Tanto più che la precedente Valutazione Triennale della Ricerca (VTR 2001-2003), che pure aveva gli stessi quattro livelli di merito e la stessa distribuzione dei pesi, prevedeva una distribuzione in percentili delle ultime due fasce significativamente diversa. Nel bando pubblicato nel 2004, infatti, fatte salve le stesse percentuali delle prime due fasce, distribuiva gli ultimi due livelli di merito in questo modo: accettabile, per quei prodotti che si collocano nel segmento 40%-60% della scala di valore condivisa dalla comunità scientifica internazionale; limitato, per quei prodotti che si collocano nel 40% inferiore.
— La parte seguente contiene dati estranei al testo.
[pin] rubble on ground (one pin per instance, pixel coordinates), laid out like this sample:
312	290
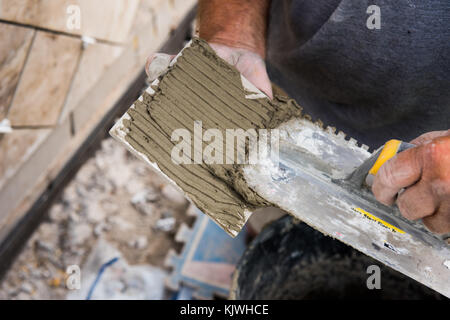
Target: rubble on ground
114	197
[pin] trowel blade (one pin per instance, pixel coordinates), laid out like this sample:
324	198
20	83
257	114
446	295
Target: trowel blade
302	184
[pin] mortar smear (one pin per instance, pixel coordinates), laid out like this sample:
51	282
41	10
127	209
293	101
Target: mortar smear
201	86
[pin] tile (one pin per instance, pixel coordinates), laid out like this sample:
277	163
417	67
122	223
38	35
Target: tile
45	80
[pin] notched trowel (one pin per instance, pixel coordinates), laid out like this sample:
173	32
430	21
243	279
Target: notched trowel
320	178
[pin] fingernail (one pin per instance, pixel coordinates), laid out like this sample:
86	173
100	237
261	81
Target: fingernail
159	65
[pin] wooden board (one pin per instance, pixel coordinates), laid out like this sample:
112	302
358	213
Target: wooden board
16	148
14	45
95	60
102	19
34	176
38	100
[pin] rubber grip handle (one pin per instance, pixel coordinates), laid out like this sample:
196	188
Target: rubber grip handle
389	150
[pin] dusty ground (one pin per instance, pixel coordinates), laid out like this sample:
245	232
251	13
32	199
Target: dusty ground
115	196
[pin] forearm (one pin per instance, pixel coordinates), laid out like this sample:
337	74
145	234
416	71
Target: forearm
235	23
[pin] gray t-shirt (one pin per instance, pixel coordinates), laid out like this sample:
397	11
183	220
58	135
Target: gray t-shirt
373	84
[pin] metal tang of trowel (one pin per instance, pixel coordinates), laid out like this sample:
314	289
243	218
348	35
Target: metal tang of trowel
323	179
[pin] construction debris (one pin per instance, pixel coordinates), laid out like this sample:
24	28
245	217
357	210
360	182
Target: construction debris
114	198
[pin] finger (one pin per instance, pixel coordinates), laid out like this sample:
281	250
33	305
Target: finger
261	80
440	221
157	64
400	172
417	201
254	69
427	137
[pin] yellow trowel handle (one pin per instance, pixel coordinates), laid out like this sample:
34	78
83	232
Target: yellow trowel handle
386	152
369	168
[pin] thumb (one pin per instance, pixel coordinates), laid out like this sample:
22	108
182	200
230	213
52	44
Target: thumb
157	64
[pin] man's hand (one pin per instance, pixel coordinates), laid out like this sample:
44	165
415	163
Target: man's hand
424	173
236	30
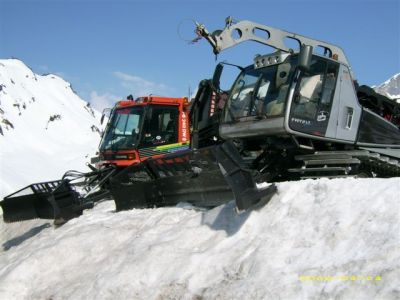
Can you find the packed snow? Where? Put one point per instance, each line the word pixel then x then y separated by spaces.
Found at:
pixel 315 239
pixel 45 128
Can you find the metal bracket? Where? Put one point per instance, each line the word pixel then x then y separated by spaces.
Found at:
pixel 235 33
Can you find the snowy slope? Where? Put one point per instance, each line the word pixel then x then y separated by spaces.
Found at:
pixel 46 129
pixel 390 88
pixel 322 239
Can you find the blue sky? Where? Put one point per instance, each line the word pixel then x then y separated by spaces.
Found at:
pixel 109 49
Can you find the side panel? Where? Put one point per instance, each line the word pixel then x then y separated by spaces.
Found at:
pixel 349 110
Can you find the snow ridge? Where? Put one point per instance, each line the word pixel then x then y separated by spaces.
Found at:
pixel 45 127
pixel 315 239
pixel 390 88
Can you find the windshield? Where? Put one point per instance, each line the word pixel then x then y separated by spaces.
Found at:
pixel 123 130
pixel 260 92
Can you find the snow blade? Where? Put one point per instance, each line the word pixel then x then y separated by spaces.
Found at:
pixel 47 200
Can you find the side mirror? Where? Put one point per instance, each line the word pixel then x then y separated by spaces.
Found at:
pixel 105 111
pixel 217 75
pixel 305 57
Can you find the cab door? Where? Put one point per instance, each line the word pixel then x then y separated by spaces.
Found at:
pixel 310 111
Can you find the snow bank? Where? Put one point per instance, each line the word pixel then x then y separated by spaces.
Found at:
pixel 319 239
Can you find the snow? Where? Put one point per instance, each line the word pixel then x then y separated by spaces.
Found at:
pixel 390 88
pixel 33 148
pixel 346 230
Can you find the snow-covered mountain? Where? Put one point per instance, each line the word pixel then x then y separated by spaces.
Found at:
pixel 45 128
pixel 315 239
pixel 390 88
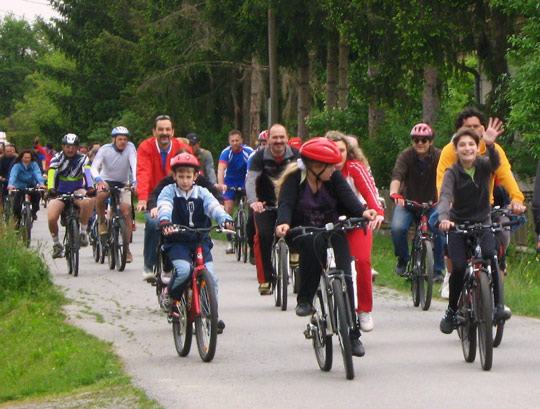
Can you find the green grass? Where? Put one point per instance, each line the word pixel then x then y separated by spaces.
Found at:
pixel 521 285
pixel 40 353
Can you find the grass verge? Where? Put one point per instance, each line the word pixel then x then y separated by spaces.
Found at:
pixel 521 285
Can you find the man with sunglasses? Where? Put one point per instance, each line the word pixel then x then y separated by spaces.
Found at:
pixel 153 164
pixel 414 178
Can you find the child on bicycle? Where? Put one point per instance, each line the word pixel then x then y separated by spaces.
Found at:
pixel 311 193
pixel 465 197
pixel 190 205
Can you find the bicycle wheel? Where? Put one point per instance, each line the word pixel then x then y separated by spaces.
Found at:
pixel 484 314
pixel 322 340
pixel 283 275
pixel 206 321
pixel 72 255
pixel 343 328
pixel 467 329
pixel 182 328
pixel 425 279
pixel 120 244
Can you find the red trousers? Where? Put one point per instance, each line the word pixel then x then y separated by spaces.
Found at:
pixel 360 243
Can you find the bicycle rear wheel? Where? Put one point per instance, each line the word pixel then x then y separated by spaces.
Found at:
pixel 322 340
pixel 182 327
pixel 467 329
pixel 425 279
pixel 343 328
pixel 120 244
pixel 484 314
pixel 206 321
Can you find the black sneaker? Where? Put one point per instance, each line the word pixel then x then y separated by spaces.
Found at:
pixel 401 267
pixel 303 309
pixel 357 347
pixel 448 321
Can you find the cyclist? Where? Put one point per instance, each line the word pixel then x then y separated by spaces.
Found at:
pixel 69 172
pixel 232 169
pixel 311 193
pixel 153 158
pixel 354 168
pixel 473 118
pixel 265 168
pixel 465 196
pixel 114 164
pixel 25 173
pixel 187 204
pixel 413 178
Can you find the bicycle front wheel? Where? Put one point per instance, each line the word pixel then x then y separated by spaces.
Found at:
pixel 425 279
pixel 120 244
pixel 484 314
pixel 340 309
pixel 322 340
pixel 206 320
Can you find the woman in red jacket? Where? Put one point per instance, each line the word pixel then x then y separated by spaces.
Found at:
pixel 354 167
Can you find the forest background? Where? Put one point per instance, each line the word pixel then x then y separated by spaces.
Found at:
pixel 368 68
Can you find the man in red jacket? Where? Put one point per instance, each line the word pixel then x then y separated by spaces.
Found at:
pixel 153 164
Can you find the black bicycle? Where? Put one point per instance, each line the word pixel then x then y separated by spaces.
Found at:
pixel 115 243
pixel 332 312
pixel 70 219
pixel 420 268
pixel 476 313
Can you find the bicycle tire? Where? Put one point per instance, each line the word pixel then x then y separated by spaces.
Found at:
pixel 283 273
pixel 121 244
pixel 73 254
pixel 206 321
pixel 182 327
pixel 322 341
pixel 484 315
pixel 425 282
pixel 467 330
pixel 343 328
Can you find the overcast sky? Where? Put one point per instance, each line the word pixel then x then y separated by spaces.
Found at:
pixel 27 9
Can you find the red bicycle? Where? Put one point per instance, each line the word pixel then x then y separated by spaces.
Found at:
pixel 198 304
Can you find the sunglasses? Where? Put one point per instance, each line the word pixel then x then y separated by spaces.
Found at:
pixel 418 140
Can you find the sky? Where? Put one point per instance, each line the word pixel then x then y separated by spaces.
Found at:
pixel 27 9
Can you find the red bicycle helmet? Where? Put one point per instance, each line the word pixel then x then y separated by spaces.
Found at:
pixel 185 159
pixel 295 142
pixel 422 130
pixel 321 150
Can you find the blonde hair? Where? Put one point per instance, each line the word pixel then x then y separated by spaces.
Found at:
pixel 354 152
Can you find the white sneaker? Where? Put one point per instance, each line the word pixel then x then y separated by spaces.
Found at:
pixel 366 322
pixel 445 288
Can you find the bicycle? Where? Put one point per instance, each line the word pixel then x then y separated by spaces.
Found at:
pixel 115 243
pixel 332 313
pixel 240 221
pixel 475 316
pixel 70 219
pixel 198 303
pixel 420 267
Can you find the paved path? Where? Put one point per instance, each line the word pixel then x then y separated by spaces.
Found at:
pixel 263 360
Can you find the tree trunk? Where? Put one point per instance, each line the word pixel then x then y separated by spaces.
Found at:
pixel 303 96
pixel 343 85
pixel 246 103
pixel 255 106
pixel 272 66
pixel 431 102
pixel 331 75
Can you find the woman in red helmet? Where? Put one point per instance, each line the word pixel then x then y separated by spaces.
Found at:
pixel 311 193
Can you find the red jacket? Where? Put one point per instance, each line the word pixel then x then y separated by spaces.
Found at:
pixel 149 166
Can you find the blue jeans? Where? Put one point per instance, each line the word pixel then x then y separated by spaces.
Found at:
pixel 401 222
pixel 151 239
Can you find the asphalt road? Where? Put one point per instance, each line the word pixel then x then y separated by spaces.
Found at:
pixel 264 361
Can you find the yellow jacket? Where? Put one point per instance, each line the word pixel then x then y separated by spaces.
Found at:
pixel 503 172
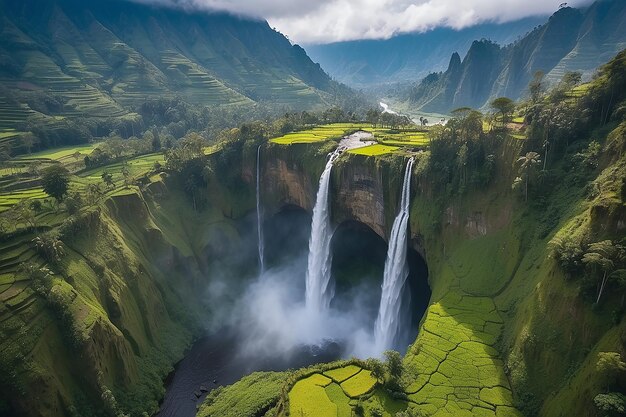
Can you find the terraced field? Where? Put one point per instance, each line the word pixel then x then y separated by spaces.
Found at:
pixel 455 365
pixel 331 393
pixel 388 140
pixel 318 134
pixel 374 150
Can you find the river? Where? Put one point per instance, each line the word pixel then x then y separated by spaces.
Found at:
pixel 214 361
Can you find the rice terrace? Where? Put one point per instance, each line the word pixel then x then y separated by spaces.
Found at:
pixel 337 209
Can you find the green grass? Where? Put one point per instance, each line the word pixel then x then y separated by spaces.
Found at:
pixel 454 364
pixel 374 150
pixel 339 398
pixel 58 154
pixel 358 385
pixel 248 397
pixel 343 373
pixel 308 398
pixel 317 134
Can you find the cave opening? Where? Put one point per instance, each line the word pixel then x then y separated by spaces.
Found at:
pixel 359 256
pixel 358 262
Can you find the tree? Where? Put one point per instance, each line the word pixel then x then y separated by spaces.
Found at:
pixel 49 246
pixel 73 203
pixel 505 107
pixel 376 367
pixel 394 365
pixel 602 257
pixel 376 411
pixel 156 141
pixel 612 404
pixel 126 175
pixel 610 366
pixel 23 213
pixel 527 166
pixel 28 140
pixel 372 117
pixel 56 181
pixel 536 87
pixel 107 178
pixel 93 193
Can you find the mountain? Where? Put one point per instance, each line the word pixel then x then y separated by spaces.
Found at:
pixel 408 57
pixel 105 57
pixel 571 40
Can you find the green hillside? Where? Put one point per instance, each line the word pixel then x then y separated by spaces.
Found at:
pixel 98 62
pixel 572 40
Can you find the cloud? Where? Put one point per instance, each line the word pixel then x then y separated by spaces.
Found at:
pixel 324 21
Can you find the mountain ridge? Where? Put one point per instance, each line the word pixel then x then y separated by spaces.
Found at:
pixel 571 40
pixel 105 58
pixel 409 56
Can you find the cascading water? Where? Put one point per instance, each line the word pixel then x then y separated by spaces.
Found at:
pixel 318 289
pixel 388 322
pixel 259 214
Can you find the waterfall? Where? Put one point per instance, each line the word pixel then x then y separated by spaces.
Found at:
pixel 259 214
pixel 388 322
pixel 318 290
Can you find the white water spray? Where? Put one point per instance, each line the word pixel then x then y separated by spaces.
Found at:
pixel 388 322
pixel 318 289
pixel 259 214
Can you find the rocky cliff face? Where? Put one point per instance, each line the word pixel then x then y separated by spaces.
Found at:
pixel 571 40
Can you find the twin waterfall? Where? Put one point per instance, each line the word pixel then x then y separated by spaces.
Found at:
pixel 318 289
pixel 259 213
pixel 388 324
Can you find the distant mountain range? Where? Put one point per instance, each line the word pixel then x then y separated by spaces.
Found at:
pixel 99 58
pixel 571 40
pixel 409 57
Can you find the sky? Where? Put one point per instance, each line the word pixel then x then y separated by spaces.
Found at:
pixel 325 21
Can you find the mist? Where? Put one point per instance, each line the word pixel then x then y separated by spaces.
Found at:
pixel 271 319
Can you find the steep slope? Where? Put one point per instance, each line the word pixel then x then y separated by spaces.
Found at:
pixel 408 57
pixel 571 40
pixel 104 58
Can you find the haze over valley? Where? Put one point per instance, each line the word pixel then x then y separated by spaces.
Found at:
pixel 401 208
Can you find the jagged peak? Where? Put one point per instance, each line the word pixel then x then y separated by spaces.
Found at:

La stranezza di quell’esiguo 10% di prodotti che l’attuale VQR prevede per la classe C non è allora l’esito di una casuale inversione nella sequenza di numeri 20, 20, 10, 50, ma l’esito di una brusca impennata della soglia inferiore, che dal 40% è stata portata al 50%. Merito ed eccellenza vogliono una lotta senza quartiere contro la mediocrità, e questo innalzamento della soglia dà un preciso segnale in questa direzione.
Le asticelle da qualche parte bisogna pur metterle, l’abbiamo detto, ma questo repentino spostamento dal 40% al 50% conforta i nostri dubbi sull’arbitrarietà di tale scelta. Su cui forse sarebbe il caso si ragionasse, magari con simulazioni sul genere di ricerche destinate con gli attuali criteri a scadere di colpo dalla soglia dell’accettabilità a quella della classe dei prodotti ritenuti privi di dignità scientifica. E mi chiedo, facendo appello a un esempio su cose di cui confesso sono profano: un dipartimento di fisica, dove operi un gruppo di ricercatori che pubblichi con continuità in riviste che nella distribuzione degli IF internazionali stanno nell’intorno della mediana, che fanno quindi qualcosa che è nello standard internazionale, anche se senza picchi, deve essere qualificato come un dipartimento che non fa ricerca? È giusto, ed è questo l’aspetto fondamentale del problema, venga percepito a livello mediatico come dipartimento che pesa sulle casse dello Stato senza dare alcun contributo alla conoscenza scientifica, così da giustificare la sottrazione di risorse nei suoi confronti?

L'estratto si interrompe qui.